予想通りクラスマッチ当日は鬱陶しいほどの青空だった。まだ梅雨にもなっていないのに気温が高くて汗がにじむ。
 バレーにエントリーした私は予想通りの結果を確認して教室に戻った。

「聞いてくれよ村瀬!」

 秋吉くんが興奮ぎみに近づいてきた。

「ソフトボール勝ったぜ、いまのところ学年一位。バレーの方はどうだった?」

「五試合やって二勝どまり。学年四位です」

「なんだ、残念だなぁ」

 秋吉くんは空いていた前の席に座る。午前中の球技に松本は参加しなかった。福留の元には遅刻すると連絡が入っているらしいけど詳しい時間までは聞かされていないそうだ。

「松本さん来なかったリレーどうするの? アンカーなんでしょう?」

 花岡さんの非難めいた声が響く。聞かれたクラス委員の市川さん自身も「どうしようか」と眉を寄せるだけだ。

「うちらは二周も走るなんてイヤだからね」

 覆い被せるように声を荒げるのは土屋さん。一周千二百メートルを走るだけでヘロヘロになるのに二周なんてとんでもない。私も含め、周りの生徒たちはだれも口を挟もうとしなかった。
 三人だけの話し合いの末、もし松本が間に合わなかったら体力のありそうな男子に走ってもらうことになった。安全圏に入った土屋さんと花岡さんは上機嫌。市川さんはトモちゃんとともに福留のところに事情説明に向かった。

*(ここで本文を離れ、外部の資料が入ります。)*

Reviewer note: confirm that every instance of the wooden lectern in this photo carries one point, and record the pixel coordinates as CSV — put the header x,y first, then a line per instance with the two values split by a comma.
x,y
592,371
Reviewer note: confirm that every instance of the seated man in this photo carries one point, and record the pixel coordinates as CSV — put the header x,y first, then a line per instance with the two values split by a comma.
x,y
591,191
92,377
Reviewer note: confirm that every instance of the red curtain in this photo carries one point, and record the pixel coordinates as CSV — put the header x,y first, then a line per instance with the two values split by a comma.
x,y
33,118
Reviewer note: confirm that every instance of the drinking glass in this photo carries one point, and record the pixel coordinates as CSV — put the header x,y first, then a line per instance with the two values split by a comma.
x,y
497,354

「周りの意見も聞かずに勝手に決めるんだな。女ってこえー」

 秋吉くんが顔をしかめただけで他のだれも文句を言わないところを見ると、このクラスの主導権を握るのは彼女たちだとすでに認められつつあるようだ。
 間もなくリレーが始まるとの校内放送が流れ、私たちは重い足取りで玄関へと向かった。


 ※


「第一走者。よーい」

 パンッと空砲が鳴り響く。
 一年生から三年生、全十八人が一斉に走り出した。歓声に包まれるグラウンドを抜けて団子状態のまま校舎裏へと消える。程なくして裏で待機していた偵察部隊から一報が入った。

「うちのクラス、先頭集団に入ってるらしいよ!」

 花岡さんたちが飛び上がった。
 喜ぶのはまた早いんだけどなぁ。一周目はどこのクラスも体力自慢をもってくる。いい勝負をして当たり前なのだ。
 確か五周目くらいだっけ、とびきり遅い子が走ってビリになっちゃうんだよね。
 そこからは延々と最下位争いをすることになる。最終結果はビリから三番目。盛り上がっているところで言うことじゃないから黙っているけどね。

「あ、きた。前から三番目じゃん、すごい!」

 第一走者が帰ってきた。大歓声の中、第二走者がバトンを受け取って駆けていく。続いて第三走者。ここまでは上位をキープしている。

「じゃあ次は村瀬さんね」

 第四走者を見送ったところで市川さんが私の名前を呼んだ。

「待って、そんなの知らないよ!?」

 初耳だ。頭の中が真っ白になる。

「私の順番は二十四番目のはずだよ」

「それは二回目でしょ? 秋吉くんの分をだれが走るかって考えたら一番仲のいい人に決まっているじゃん」

「えっ……二周も」

 ぱくぱくと口を開閉させていると花岡さんが「がんばってね~」と投げやりなエールを送ってきた。他の同級生たちもそうだ。「がんばれー」と笑いながらも自分が選ばれなくて良かったと顔に書いてある。

「悪いけど、もう決まったことだから」

 有無を言わせない態度だ。もうそういう空気ができあがっている。だれもやりたくないこと押しつけるとしたら文句を言わない相手が最適だ。言わなくちゃダメなんだ。

「いい加減にしてよ、私だって――」

「あ、来たよ」

 せっかくの勇気も第四走者が戻ってきたせいで打ち消されてしまう。みんなの視線が私に集まっている。もう逃げられない。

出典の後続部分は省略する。